Watney points to the negative externalities that have accompanied technological development and economic growth—air and water pollution, climate change, deforestation—and suggests these have contributed to the disillusionment with progress as well. On top of that, he says, a spirit of complacency and safetyism has emerged in rich developed countries, adding new roadblocks.

“We have become the victims of our success, to a certain extent,” Watney argues. “As you get increasing levels of wealth and productivity, you’re more inclined to keep hold of the safety and the gains that you already have and less likely to risk a little bit to gain a lot more.” Or as Karabell puts it, “If you’re more worried about the unknown negative consequences than you’re excited about unknown positive consequences, you’re basically going to be sclerotic and not do anything.”

You should not confuse this appreciation for past progress with a belief that progress is complete. Karabell stresses that he doesn’t believe “we should just shut up and recognize” everything that’s going right. It’s just that “we are demonstrably able to create problems and we’re demonstrably able to solve them.”

Crawford thinks progress has slowed in recent decades. Two big reasons for the slowdown, he argues, are “the growth of the regulatory state” and “the centralization and bureaucratization of research, and in particular the funding of research.” Both impose unnecessarily constraining limits on scientific freedom and the types of opportunities and inventions that can be pursued.

“It’s totally fair to be frustrated with a lot of the excesses of the regulatory state,” says Watney. More hopefully, he adds: “If you’re so pessimistic about the current state, that means there should be lots of low-hanging fruit. Small changes could actually lead to really large increases.”
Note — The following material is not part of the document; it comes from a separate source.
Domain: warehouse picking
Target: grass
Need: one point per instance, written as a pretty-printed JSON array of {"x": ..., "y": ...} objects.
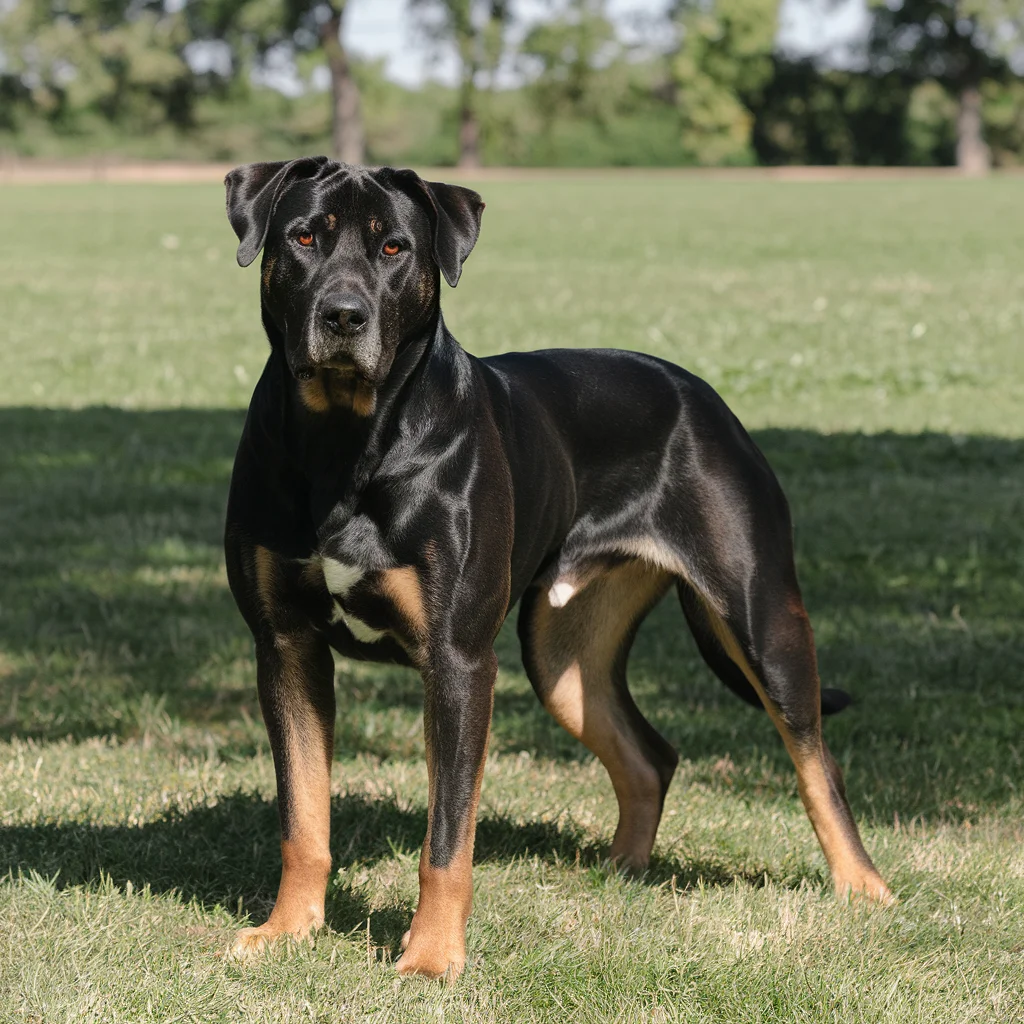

The IFP’s chief aim is to pick that low-hanging fruit by cutting down the overburden of regulation and reforming the stodgy processes that encrust science funding. So the group is working to streamline the National Environmental Policy Act so that it no longer blocks for years the building of critically needed infrastructure: roads, pipelines, electrical lines, and nuclear, renewable, and geothermal energy projects. The institute also wants to speed up the approval processes at the Food and Drug Administration and the Nuclear Regulatory Commission—in the first case to get new treatments to patients more quickly, and in the second to deploy modern nuclear reactors faster. It is pushing to reform the science funding programs at the National Institutes of Health (NIH) and the National Science Foundation. For example, researchers associated with the IFP note that NIH peer review grant evaluations now tend to focus on the probability that research proposals will achieve their primary outcomes. Thus this evaluation process generally steers funding away from high-risk, high-reward research. One IFP proposal to overcome this conservative bias is to have peer reviewers first assess how valuable the new cures and treatments stemming from the proposed research would be should it prove successful in developing new fundamental knowledge.

Trying To Make It Better

All these projects direct people’s attention to Gapminder, Human Progress, Our World in Data, and other efforts that comprehensively document how much progress is still being made today. These changes include increasing average life expectancy, cutting extreme poverty, reducing childhood mortality, increasing wealth, supplying greater access to education, and empowering women’s rights.

Yet merely pointing out the facts of progress isn’t enough to persuade a lot of folks. It would be great, says Karabell, if it worked just to tell people, “You should all just read the data and change your views.” But it usually doesn’t.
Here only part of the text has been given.